By various subjective measures, it seems testing remains difficult to arrange in the US. And by objective measures, getting a test result is taking anywhere from four days to 14 days. That makes a test utterly useless. As this article states, “People are most infectious both about the two days before they get sick, and maybe three or four days after they get sick. So if you’re telling someone they were infected five days after they felt sick, they’ve already infected most of the people they’re going to infect. And those people have already potentially become infected as well.”
It also means that any attempt to then contact people who the tested person may have infected happens too late. By the time any attempt at contact tracing is initiated, the person’s contacts have had plenty of time to infect a new round of sufferers, and so it goes, with us always too late and behind the curve.
It is a national disgrace that we can’t get faster testing. Better/faster testing would help us slow the virus down. It is an easy thing, doesn’t require controversial medicines or anything else, just testing resources and efficiency – the sort of things the US used to excel at.
Even worse is that there is thought to be $7-8 billion of money released to be spent on improving our testing capabilities by the government, but sitting unspent! Normally we love to see the government being frugal and saving money, but this is definitely not one of those situations.
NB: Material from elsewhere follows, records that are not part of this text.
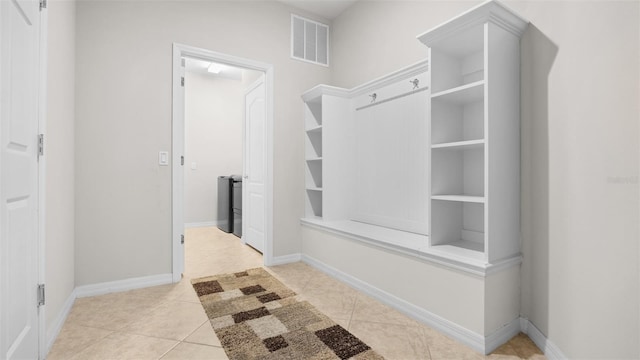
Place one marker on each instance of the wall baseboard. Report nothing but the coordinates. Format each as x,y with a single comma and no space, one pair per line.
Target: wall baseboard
550,350
201,224
54,330
123,285
285,259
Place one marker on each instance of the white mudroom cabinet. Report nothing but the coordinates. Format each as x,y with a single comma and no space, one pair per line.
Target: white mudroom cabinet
420,171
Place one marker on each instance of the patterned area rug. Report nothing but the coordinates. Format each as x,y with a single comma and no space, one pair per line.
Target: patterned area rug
256,317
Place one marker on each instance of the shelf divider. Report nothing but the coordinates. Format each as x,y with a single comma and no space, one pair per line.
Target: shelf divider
466,144
459,198
467,93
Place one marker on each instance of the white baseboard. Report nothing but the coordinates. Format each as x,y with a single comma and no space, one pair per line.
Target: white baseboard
285,259
123,285
495,340
56,327
551,351
201,224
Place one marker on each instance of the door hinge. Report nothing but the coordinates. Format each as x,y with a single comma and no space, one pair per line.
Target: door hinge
40,294
40,145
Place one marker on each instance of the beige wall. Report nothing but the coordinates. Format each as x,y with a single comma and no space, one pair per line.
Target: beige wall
214,115
580,155
59,208
123,111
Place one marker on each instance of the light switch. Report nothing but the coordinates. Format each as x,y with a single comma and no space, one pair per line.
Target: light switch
163,158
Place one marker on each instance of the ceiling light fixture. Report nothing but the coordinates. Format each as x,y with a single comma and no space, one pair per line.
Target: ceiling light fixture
215,68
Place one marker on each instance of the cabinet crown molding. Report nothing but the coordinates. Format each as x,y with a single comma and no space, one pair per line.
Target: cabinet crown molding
489,11
411,70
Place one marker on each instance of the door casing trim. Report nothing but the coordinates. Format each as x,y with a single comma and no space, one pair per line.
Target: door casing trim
178,142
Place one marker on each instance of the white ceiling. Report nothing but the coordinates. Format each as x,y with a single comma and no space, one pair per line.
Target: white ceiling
328,9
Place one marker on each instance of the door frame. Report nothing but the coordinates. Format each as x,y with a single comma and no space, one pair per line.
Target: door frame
245,153
42,182
178,145
41,186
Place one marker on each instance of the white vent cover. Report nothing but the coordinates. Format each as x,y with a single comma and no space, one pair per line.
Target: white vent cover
309,40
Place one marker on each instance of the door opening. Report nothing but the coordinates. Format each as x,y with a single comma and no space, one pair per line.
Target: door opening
259,138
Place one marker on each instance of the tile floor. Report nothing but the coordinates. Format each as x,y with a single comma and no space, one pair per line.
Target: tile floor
167,322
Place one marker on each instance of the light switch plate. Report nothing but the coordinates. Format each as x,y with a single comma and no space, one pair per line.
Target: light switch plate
163,158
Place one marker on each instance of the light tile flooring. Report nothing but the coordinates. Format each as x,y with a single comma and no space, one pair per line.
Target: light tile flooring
168,322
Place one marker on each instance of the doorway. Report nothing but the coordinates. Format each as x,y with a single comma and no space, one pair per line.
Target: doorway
263,138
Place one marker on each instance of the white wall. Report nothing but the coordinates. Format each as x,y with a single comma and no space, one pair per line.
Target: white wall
59,153
580,154
214,118
123,111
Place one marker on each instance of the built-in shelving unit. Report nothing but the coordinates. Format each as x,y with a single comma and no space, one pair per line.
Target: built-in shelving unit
313,154
475,134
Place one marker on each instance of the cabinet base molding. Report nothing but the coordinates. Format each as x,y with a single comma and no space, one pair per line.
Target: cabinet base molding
478,342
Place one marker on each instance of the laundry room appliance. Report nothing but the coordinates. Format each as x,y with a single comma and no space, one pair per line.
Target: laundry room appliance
225,212
236,204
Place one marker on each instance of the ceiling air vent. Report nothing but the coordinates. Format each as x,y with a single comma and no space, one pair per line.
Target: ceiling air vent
309,40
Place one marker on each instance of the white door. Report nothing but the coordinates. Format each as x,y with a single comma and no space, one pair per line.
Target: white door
253,216
20,79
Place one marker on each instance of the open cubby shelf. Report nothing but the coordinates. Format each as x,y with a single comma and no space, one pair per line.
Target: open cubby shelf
475,132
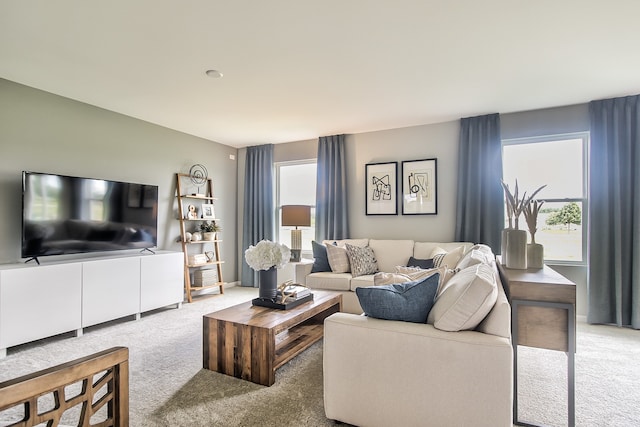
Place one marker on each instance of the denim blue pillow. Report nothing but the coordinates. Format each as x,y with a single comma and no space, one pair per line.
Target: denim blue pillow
425,264
409,301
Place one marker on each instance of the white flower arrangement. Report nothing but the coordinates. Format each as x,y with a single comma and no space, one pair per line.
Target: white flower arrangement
267,254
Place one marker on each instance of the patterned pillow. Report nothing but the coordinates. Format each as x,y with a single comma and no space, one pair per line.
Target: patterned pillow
320,260
362,260
450,259
338,259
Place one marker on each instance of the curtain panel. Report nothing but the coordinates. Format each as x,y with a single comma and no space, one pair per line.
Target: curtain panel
259,218
331,189
480,200
614,212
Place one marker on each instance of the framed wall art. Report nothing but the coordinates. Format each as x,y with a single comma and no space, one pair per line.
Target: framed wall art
419,187
381,188
208,211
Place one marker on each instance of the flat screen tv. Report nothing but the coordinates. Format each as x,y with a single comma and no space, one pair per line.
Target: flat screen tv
70,215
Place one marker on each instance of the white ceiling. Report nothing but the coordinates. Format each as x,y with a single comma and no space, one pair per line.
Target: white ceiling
296,69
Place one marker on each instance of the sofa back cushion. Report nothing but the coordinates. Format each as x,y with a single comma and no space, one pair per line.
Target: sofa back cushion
423,250
390,253
466,299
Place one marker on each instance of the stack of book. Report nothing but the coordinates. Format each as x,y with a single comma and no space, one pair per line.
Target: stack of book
205,277
294,292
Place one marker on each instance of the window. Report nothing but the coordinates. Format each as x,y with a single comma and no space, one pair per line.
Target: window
559,162
296,185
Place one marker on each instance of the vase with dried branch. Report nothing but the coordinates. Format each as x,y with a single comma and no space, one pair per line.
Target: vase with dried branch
514,240
535,251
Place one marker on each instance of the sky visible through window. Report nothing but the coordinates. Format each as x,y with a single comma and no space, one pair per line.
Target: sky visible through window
297,185
557,164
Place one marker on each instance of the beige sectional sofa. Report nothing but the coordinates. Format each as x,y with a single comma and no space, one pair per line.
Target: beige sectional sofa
395,373
389,254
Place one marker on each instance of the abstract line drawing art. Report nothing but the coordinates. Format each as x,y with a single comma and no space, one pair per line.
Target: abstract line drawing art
419,187
381,188
419,184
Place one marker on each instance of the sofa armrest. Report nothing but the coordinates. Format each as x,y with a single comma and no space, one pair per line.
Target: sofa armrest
381,373
302,270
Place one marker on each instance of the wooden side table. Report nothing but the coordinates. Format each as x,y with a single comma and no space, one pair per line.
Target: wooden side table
251,342
542,315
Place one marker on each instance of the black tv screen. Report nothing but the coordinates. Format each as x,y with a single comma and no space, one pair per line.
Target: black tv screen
69,215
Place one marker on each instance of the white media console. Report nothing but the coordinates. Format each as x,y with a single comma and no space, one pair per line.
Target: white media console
39,301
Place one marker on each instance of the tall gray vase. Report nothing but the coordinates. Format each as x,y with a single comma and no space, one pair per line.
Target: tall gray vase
503,244
517,249
268,284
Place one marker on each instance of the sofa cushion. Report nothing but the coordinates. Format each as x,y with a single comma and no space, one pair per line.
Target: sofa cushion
422,263
362,260
329,281
473,257
443,258
338,258
465,300
390,253
408,302
361,282
320,260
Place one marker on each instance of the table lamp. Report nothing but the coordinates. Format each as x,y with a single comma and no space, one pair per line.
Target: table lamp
296,216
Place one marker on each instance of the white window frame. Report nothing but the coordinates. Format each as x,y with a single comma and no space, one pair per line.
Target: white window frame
278,165
584,136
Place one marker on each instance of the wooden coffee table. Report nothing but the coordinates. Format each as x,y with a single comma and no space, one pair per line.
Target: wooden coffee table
251,342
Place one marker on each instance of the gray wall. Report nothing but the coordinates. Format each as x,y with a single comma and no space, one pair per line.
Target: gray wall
430,141
43,132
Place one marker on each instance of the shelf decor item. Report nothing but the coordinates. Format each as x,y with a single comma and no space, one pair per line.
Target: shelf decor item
265,257
514,240
535,251
209,230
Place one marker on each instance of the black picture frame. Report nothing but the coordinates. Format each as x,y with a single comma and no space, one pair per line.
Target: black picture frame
381,188
420,187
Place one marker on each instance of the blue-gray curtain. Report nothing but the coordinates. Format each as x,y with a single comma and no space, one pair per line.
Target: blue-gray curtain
259,218
480,200
331,189
614,212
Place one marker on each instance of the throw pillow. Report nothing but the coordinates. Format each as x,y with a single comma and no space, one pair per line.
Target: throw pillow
362,260
415,273
338,259
381,278
465,300
422,263
449,259
473,257
320,260
408,302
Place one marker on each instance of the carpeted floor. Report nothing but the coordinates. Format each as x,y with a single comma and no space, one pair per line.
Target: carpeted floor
168,386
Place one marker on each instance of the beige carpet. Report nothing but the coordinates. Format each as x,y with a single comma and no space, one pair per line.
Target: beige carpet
168,386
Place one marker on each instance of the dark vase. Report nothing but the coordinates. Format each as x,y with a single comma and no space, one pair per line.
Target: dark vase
268,283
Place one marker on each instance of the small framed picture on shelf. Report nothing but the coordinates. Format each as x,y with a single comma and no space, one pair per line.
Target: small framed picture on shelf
192,211
208,211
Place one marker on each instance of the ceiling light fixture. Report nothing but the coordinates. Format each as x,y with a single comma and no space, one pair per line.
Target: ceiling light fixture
215,74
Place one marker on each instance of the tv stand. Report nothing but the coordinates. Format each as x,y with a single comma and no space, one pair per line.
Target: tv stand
63,296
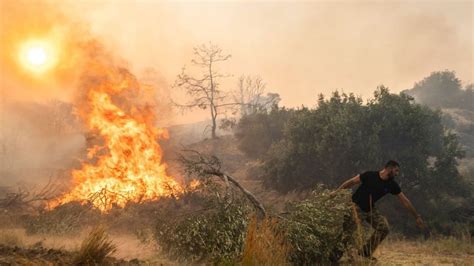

We’d also note that WHO’s almost as evil/useless twin, the CDC, has shown its lack of common sense yet again by having a guideline that suggests test results should be promulgated in less than four days. Do they have no comprehension whatsoever about the harm that is being caused by giving the virus four days head start on everything we do? Why is their guideline not four hours? Or even four minutes?
What is wrong with the CDC?
Possibly good news is on the horizon with this promise of a fast testing procedure. But we’ve been hearing promises for fast “at-home” type tests pretty much since mid March, and we’ve yet to see any of the promised solutions actually make it to the field and start to positively impact on the morass that is out there at present.
The colossal failure by the people charged with preparing for and managing these types of challenges is a national disgrace, as is the continued ineffectual efforts to improve, and the lack of negative consequences flowing to the people who are literally responsible for tens of thousands of avoidable deaths.
I’m sorry to end today’s diary entry on such a negative point, but it is something we all need to consider and somehow pressure our politicians to change. Can you think of anything at all to do with our response to the virus that hasn’t been appallingly bungled? I sure can’t.
Please stay happy and healthy; all going well, I’ll be back again soon.